Pazarlamadaki değişim son yıllarda giderek hızlanıyor. Öyle ki; son 10 - 15
yılda yaşanan değişimin ondan önceki 100 yıldaki değişimden bile daha fazla
olduğunu söylemek abartılı olmayacaktır. Bu değişim hem akademik hem de
profesyonel bakımdan kendini gösteriyor. Teknolojik gelişmeler, beyin
görüntüleme sistemlerinin hızla değişmesini sağladı, bu gelişim sonucunda
cihazlar ucuzladı ve yaygınlaştı. Geldiğimiz noktada son derece heyecan
verici bir durum ortaya çıktı. Tarihte ilk defa sosyal bilimlerle pozitif bilimler
birbirine bu denli yaklaştı ve nöro-pazarlama denilen disiplinler arası bir alan
doğdu. Peki, Türkiye’de bu değişim ne kadar hissediliyor? Pazarlama
akademisyenleri gelişen yeni alana gerektiği kadar eğilebiliyor mu? Şirketler
pazarlama stratejilerini belirlerken nöro-pazarlama bulgularından ne kadar
faydalanıyor?
İşimiz gereği pazarlama dünyasından birçok profesyonelle aynı masanın
etrafında oturup, atılacak adımları tartışıyoruz. Tartıştığımız konular kimi
zaman yeni tasarlanan ambalajın özellikleri, bazen yeni çekilen reklamın nasıl
optimize edileceği ya da şirketin algısını güçlendirmek için hangi marka kişiliği
özelliklerinin ön plana çıkması gerektiği oluyor.

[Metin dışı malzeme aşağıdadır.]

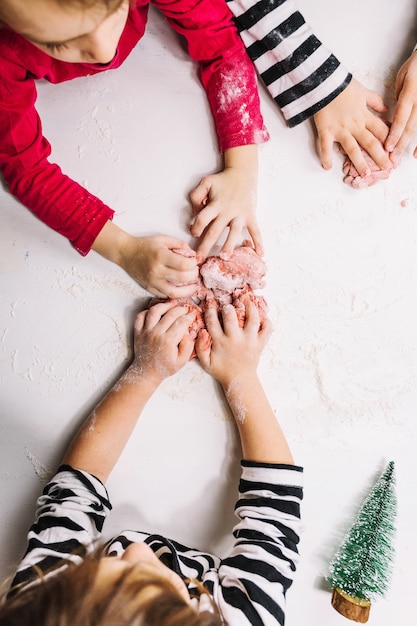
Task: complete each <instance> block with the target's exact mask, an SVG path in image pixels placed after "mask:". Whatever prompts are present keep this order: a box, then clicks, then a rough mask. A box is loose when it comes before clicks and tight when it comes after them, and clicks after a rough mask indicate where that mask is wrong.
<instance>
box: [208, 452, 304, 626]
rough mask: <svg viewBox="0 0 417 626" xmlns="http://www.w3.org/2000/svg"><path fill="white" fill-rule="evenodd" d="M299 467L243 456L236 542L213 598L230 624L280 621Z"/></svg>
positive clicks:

Ancak tüm bu tartışma sürecinde gözlemlediğim önemli konulardan bir tanesi,
pazarlamacı dostlarımın önemli bir kısmının operasyona fazlaca
odaklanmaları ve insana nasıl dokunacaklarını çok da düşünmemeleri.
Halbuki biz pazarlamacıların en temel görevi öncelikle insanı anlamak ve
onun karar verme süreçlerini çok iyi bir şekilde özümsemektir. İnsanı anlamak
için de onların duygusal süreçlerine girebilmek son derece önemli. İşte tüm
pazarlama süreçlerinde bizim katkımız, gerçekleştirdiğimiz nöro ölçümlerin
sonucunu yorumlamak ve karar vericilere aktarmak.

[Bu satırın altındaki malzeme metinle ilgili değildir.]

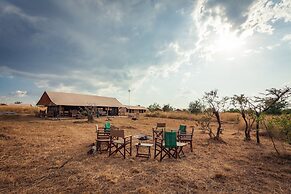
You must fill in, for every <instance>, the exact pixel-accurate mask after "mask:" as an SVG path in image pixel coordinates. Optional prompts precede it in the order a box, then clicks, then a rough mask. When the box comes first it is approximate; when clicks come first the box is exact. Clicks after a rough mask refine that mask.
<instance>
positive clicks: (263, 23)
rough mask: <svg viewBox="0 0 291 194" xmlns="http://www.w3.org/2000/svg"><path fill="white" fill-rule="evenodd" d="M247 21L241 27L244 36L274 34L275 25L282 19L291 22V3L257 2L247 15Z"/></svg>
mask: <svg viewBox="0 0 291 194" xmlns="http://www.w3.org/2000/svg"><path fill="white" fill-rule="evenodd" d="M246 16H247V20H246V21H245V22H244V23H243V24H242V25H241V28H242V30H243V34H244V36H250V35H252V34H253V33H254V32H260V33H267V34H272V33H273V31H274V30H275V28H274V27H273V24H274V23H275V22H276V21H278V20H280V19H282V20H283V21H284V22H290V21H291V1H289V0H283V1H280V2H278V3H274V2H272V1H270V0H263V1H257V2H256V3H254V4H253V5H252V6H251V7H250V8H249V10H248V12H247V13H246Z"/></svg>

Pazarlamacının En Güçlü Kası Sezgileridir!
Malcolm Gladwell’in ABD’de en çok okunan kitaplar listesinde uzun süre
liderliği bırakmayan Blink isimli kitabında birçok örnekle anlattığı gibi insanlar
kararlarını sezgileriyle veriyor. Bir pazarlamacının da en güçlü kası sezgileri
olmalı, çünkü ancak sezgilerini etkin biçimde kullanarak müşterisinin hislerini
modelleyebilir, onun fonksiyonel ve sembolik faydasına ilişkin beklentisini
öngörebilir. Ancak pazarlama departmanındaki günlük operasyonlar ve düne
yetişmesi gereken işlerden ötürü marka yöneticileri pazarlama alanındaki
kararlarını verirken sezgilerine gerektiği kadar başvuramayabiliyorlar. Bu
durumda pazarlama araştırmaları marka yöneticilerinin imdadına yetişiyor.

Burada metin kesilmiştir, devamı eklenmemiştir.